# Freebie from a neighbor



## TecumsehBriggs (Jun 17, 2011)

A neighbor gave me her old Craftsman tractor it's a 1990 model 917.254920, 12hp Briggs with a 38" deck. She was going to give it to her son, but neither she, nor her son are mechanically inclined. Her son bought a new one & so did she. She gave me her old one. She kept the new battery she bought for it (bummer), but most likely she won't use it because she bought a new battery for hers, too. It'll go bad in a year or so.

Luckily, I put 2 new blades on it for her a couple years ago. Has a new air filter, too. I pressure washed it after I got it home. It was sitting since last year in the garage I have at a remote location. Installed a good used battery, filled the gas tank, topped off the oil & started it up. Ran it a while & adjusted the carb. It was sputtering & not reaching full rpms. Checked the cutting deck engagement & it works. 

Needs some air in the tires & the seat needs to be repaired a little better than it was. Should be a quick flip. So far, I only have a used battery & about 2 hours labor in it.









Sent from my SAMSUNG-SM-G850A using Tractor Forum mobile app


----------



## Hoodoo Valley (Nov 14, 2006)

Looks great on that snappy trailer!


----------



## TecumsehBriggs (Jun 17, 2011)

Hoodoo Valley said:


> Looks great on that snappy trailer!


That was 2 years ago after I rebuilt the trailer the first time. 

Sent from my SAMSUNG-SM-G850A using Tractor Forum mobile app


----------



## TecumsehBriggs (Jun 17, 2011)

Left rear tire will need a tube or be replaced. I have a few used tires & wheels. Gotta check sizes.

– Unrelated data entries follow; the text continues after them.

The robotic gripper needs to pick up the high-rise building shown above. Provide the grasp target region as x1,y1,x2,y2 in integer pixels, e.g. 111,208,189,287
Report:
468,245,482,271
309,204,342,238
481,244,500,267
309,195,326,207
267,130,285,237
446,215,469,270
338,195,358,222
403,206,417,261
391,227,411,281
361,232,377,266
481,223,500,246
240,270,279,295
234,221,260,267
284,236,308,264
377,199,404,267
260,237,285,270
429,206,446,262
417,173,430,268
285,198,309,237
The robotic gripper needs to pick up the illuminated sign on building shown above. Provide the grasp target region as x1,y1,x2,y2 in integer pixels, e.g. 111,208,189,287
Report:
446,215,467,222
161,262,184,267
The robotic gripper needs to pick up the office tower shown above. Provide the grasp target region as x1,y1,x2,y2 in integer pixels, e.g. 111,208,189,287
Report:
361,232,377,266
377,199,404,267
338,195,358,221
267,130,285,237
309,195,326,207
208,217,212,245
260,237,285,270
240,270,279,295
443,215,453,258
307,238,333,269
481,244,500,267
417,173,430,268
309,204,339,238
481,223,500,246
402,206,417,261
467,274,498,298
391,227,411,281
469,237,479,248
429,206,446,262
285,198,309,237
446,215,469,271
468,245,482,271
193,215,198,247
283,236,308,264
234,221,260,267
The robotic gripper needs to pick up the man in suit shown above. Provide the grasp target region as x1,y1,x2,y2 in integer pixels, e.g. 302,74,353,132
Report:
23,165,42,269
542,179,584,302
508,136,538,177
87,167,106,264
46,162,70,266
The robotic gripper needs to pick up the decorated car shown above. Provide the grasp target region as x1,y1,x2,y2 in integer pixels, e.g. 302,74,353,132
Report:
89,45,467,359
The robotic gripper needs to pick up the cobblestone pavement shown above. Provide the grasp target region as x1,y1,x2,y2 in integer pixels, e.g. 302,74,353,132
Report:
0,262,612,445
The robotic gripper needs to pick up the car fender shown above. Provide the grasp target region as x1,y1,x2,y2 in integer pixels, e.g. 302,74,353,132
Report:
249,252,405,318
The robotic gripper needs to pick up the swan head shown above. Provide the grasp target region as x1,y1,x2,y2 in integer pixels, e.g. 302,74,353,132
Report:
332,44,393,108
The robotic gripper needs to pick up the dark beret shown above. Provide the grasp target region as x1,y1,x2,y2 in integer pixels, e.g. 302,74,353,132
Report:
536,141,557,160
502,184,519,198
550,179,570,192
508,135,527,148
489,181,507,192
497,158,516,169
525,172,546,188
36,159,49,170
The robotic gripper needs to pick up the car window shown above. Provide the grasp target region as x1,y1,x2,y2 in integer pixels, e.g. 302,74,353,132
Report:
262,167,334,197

Sent from my SAMSUNG-SM-G850A using Tractor Forum mobile app


----------



## gman51 (Mar 22, 2016)

Looks darn good for a freebie.


----------



## wjjones (May 28, 2010)

You cant beat free, and a nice looking little tractor to boot.


----------



## TecumsehBriggs (Jun 17, 2011)

Found a pair of 18x9.5x8 tires mounted on wheels a friend gave me a month or 2 ago. Tires aren't great, but both have inner tubes & are mounted on Craftsman rims. Cleaned up the axles, applied anti-seize & slapped them on. Looks good. Holding air. Gotta level the deck & take a couple new pics with a nice background. The old tires were 18x8.5x8. 

Old tire sitting in front of new tire for size comparison.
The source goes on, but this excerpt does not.